Not long ago Maryland was regarded as a business friendly state and its steady growth and efficient administration was admirable. Practically every state is now struggling because of the economic decline but the change in Maryland has been especially abrupt. The key reason is the November 2007 enactment of the largest tax increase in its history ($7 billion), and the addition of regulatory burdens on businesses.
Despite the huge tax increase, Maryland has gone from a $1 billion surplus in 2006 to a $1.9 billion deficit in 2009. This is due to significant spending increases, a failure to curtail the growth of government and disappointing revenue from state income taxes. Maryland’s budget is currently $3 billion higher than Pennsylvania’s, and over $1.5 billion higher than Virginia, two states with much higher populations and land territory.
Maryland has experienced a remarkable drop in just one year. In the rankings of the best states to do business, Maryland went from the 24th to the 45th position according to the Tax Foundation. The states rated worse than Maryland are Rhode Island, Ohio, California, New York, and New Jersey, and all of them have experienced huge economic declines as businesses either flee or fail to expand.
According to the “D.C. Examiner’:
“Decades of empirical research prove that economic growth in high-tax states consistently lags behind states with lower tax burdens. The 10 states with the lowest taxes also attracted almost 10 percent more new residents during the last decade than their high-tax counterparts.
“Just last year, 144,000 people fled from California’s punishing taxes, the highest state-to-state migration in the U.S. The ramifications of losing revenue-producing businesses and highly-skilled workers to lower-tax states should by now be apparent even to big-spending governors like Maryland’s Martin O’Malley and California’s Arnold Schwarzenegger – long-term economic decline.”

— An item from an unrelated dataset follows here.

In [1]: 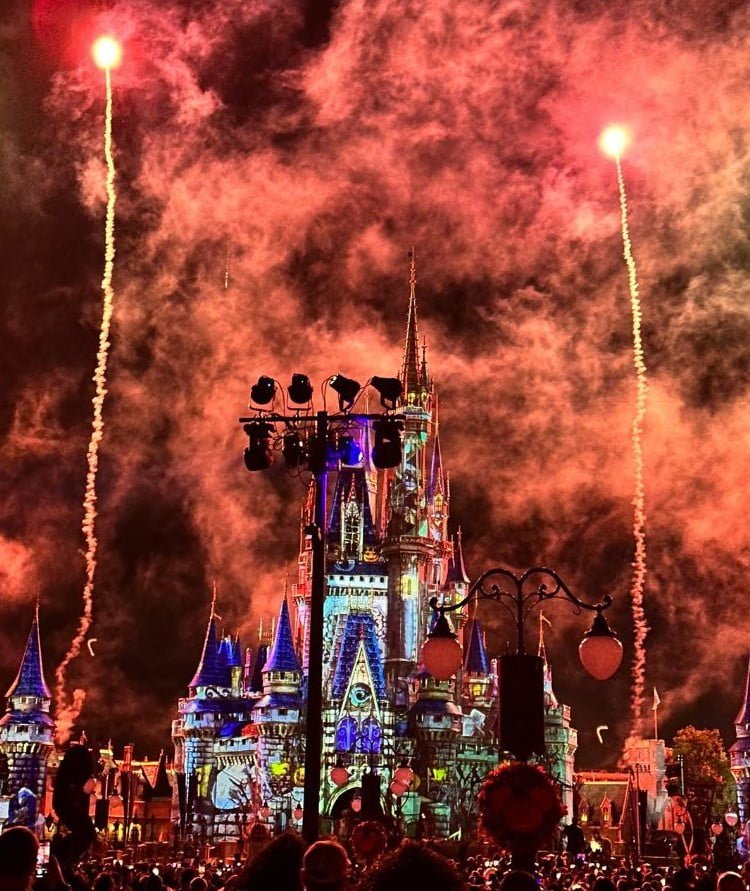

Most Marylanders live within 45 miles of the state line and can shop elsewhere, including some who enjoy tax-free shopping in Delaware. Many other states have already learned that you cannot tax your way into prosperity. Hiking taxes might provide a spike in revenue in the short term, but over the long haul they devastate an economy.
Michigan ranks as the 12th worst state for business and it has done little to slow the outbound migration of its residents. In fact, they have done the opposite by imposition of additional regulatory burdens.
The neighboring state of Indiana has responded by erecting billboards near the border encouraging Michigan and Illinois residents to, “Come on IN for Lower Taxes, Business and Housing Costs.” The story in all of the high tax states is similar, and their decline has been rapid and astonishing. In the 1960s they were judged to be among the most business-friendly states because of light tax burdens. That helped attract a steady stream of businesses and residents and produced robust economic growth.
The rapid growth of state and local government – whose employment increased by 15 percent from 2000 through 2006 alone in the high tax states – has created a huge public work force not about to vote for eliminating its perks and benefits.
The residents of these states continue to flee and they are doing so at a record rate. The implications are staggering. People are the basis of all economic development. It is people who create, produce, employ, work and generate wealth.
The process of decline is now beginning in Maryland, but it can be reversed. If Maryland restores its business friendly reputation its residents will not be lured by “opportunity states.” During the recent campaign then Senator Joe Biden (D-DE) said it was patriotic to pay higher taxes. Now residents of Maryland can consider themselves as among the most patriotic in the nation.